Yellow Springs, Ohio served as the site from which galacticimages.com’s John Chumack made the discovery of the enormous comet in the constellation Ophiuchus. When Chumack took the snapshot of the comet, it was located in the constellation Ophiuchus, which is near the celestial equator. According to him, it could be seen with a reflector telescope measuring six inches in diameter as well as a Schmidt-Cassegrain telescope of eight inches in diameter.
The beautiful photo, however, was taken using a somewhat bigger 12-inch F4 Newtonian reflector, as Chumack said. A customized Canon 6D DSLR camera and a Bisque ME mount were the other pieces of hardware used during the exposure that lasted for 31 minutes.

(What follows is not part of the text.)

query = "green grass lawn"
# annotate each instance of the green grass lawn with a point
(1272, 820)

When Chumack captured K2 with his camera, he calculated that the comet had a magnitude of 9.7, and EarthSky forecasts that the comet might become as brilliant as magnitude 7 by the conclusion of 2022. In contrast, stars with a magnitude of six are about the dimmest stars that can be seen with the naked eye; but, due to the comet’s diffuse nature, it would be harder to see.
When it was found lurking on the edge of the Solar System in 2017, Comet C/2017 K2 (PANSTARRS), also known as K2, was believed to be the farthest active comet ever observed. It was identified by the Hubble Space Telescope in 2017. This record was broken earlier this year by the megacomet Bernardinelli-Bernstein, although K2 has been slowly approaching our solar system over the course of the previous five years.